The immediate cause of death was cardioarrhythmia, according to Housing Works, of which he was co-president and chief operating officer. Its announcement said that he had returned from an AIDS conference in Houston on Sunday and died in his sleep. He had had AIDS since 1989, and also had a serious heart ailment, cardiomyopathy.
Mr. Cylar came to the cause through the radical group Act Up and its housing committee. He formed Housing Works in Manhattan with three partners in 1990 and helped build it into one of the country's largest AIDS self-help efforts, with an annual operating budget approaching $30 million.
Trained as a clinical social worker, he oversaw all client services and supplied his own brand of practical business acumen.
Militant in its tactics, community-based in its reach and often the agency of last resort in the five boroughs of New York City, Housing Works has found shelter for 15,000 people, by its count. It offers social services like health and mental care and referrals. In January, it said more than 2,000 H.I.V.-positive people were being helped by its centers, which also offer job training and assistance in applying for other benefits.
Its income comes from private donations but also from sources like fees for services covered by Medicaid and returns from its own nonprofit ventures.
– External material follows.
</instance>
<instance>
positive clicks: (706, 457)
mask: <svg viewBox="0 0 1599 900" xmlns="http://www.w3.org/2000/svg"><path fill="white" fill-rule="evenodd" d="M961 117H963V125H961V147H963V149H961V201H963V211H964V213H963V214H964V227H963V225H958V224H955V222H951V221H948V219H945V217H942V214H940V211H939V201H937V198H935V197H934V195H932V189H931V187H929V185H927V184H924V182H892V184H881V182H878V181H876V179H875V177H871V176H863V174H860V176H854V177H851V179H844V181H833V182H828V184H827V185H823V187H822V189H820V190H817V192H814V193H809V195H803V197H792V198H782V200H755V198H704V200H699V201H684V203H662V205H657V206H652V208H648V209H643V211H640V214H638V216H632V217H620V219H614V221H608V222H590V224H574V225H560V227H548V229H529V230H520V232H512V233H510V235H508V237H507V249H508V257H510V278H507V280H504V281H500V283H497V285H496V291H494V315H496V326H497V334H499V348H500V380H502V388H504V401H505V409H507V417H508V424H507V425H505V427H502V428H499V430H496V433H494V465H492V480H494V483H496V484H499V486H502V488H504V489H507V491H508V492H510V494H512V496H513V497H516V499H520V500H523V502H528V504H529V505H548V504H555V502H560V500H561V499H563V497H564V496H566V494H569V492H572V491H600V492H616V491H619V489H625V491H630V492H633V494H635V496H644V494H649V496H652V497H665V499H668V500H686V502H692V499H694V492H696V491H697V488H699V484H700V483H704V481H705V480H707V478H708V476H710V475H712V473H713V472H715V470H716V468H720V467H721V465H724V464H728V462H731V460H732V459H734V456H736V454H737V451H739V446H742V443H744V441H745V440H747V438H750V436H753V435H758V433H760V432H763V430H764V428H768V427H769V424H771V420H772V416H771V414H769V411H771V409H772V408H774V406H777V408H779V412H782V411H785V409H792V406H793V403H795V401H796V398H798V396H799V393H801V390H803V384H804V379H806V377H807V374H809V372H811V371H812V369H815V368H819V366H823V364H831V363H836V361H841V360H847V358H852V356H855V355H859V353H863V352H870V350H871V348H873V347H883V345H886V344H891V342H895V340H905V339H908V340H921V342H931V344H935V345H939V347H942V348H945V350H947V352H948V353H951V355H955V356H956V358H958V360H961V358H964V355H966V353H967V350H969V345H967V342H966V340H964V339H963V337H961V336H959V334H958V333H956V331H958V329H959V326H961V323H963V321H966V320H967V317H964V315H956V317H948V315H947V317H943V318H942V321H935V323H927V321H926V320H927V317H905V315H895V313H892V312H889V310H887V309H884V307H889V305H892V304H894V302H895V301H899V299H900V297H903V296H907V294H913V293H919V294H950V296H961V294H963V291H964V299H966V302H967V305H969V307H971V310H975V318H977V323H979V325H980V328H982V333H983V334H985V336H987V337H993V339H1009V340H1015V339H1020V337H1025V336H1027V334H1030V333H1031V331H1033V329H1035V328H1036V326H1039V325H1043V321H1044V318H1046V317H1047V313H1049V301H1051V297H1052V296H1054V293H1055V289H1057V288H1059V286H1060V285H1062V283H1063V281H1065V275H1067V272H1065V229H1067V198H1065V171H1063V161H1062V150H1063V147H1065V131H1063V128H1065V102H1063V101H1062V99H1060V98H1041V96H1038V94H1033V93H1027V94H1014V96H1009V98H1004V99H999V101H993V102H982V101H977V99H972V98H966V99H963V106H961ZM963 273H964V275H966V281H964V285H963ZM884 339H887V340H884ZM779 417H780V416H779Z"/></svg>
Millions are raised through its catering division, a used-book cafe in SoHo and four thrift shops whose offerings include donated designer clothing.
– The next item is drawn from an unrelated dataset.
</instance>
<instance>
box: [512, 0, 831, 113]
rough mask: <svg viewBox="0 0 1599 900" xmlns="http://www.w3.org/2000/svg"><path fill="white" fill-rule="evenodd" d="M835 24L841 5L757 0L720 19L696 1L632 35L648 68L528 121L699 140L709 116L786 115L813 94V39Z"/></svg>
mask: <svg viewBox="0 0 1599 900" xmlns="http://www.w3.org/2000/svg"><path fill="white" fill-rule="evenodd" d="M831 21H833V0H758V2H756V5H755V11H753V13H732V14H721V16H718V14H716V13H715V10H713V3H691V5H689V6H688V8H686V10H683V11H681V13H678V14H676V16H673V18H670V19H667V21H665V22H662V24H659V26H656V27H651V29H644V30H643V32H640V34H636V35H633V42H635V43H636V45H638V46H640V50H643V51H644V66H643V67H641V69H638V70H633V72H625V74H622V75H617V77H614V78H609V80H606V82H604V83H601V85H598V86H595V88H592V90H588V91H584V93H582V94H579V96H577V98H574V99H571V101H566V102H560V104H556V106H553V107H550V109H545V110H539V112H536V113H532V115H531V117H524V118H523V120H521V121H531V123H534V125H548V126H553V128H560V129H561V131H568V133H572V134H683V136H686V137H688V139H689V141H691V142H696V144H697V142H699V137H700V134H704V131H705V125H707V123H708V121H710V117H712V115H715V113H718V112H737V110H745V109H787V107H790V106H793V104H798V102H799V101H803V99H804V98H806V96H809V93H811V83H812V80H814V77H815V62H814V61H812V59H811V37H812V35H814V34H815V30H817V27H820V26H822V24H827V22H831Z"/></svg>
Keith Cylar was born in Norfolk, Va. He was a 1982 psychology graduate of Boston University and received a master's degree in social work at Columbia in 1988, by which time he had lived with H.I.V., the virus that causes AIDS, for several years.
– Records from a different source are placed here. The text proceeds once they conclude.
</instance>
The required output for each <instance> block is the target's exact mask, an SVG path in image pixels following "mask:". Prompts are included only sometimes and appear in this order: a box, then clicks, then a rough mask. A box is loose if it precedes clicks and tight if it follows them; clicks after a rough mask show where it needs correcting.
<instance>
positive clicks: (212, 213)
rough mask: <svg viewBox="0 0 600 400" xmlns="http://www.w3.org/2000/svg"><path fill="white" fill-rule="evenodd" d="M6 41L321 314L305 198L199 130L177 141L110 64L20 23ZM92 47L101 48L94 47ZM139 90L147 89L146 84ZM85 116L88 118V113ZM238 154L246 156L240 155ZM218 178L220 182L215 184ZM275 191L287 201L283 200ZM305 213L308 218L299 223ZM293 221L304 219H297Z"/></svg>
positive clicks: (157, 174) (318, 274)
In the 1980's, he worked as a therapist and social worker at a number of places, among them Creedmoor Psychiatric Hospital, the Lower East Side Service Center and Montefiore Medical Center, where he was a case manager in 1989.
In 1987, he joined the AIDS Coalition to Unleash Power — Act Up — and helped found its housing committee, a forerunner of Housing Works. In his earlier activist days, he took part in noisy street demonstrations, and his advocacy at Housing Works also led to confrontations with public officials.
More recently he and the organization became more involved in projects like research for the Rand Corporation on the cost-effectiveness of H.I.V. services. He was an investigator in a national venture with Beth Israel Medical Center to provide minority patients with better access to AIDS clinical trials.
Mr. Cylar is survived by his partner, Charles King, a co-founder and his co-president at Housing Works; his mother, Anna E. Patton of Shaker Heights, Ohio; and his foster parents, Marva and Harry Langaster of Portsmouth, Va.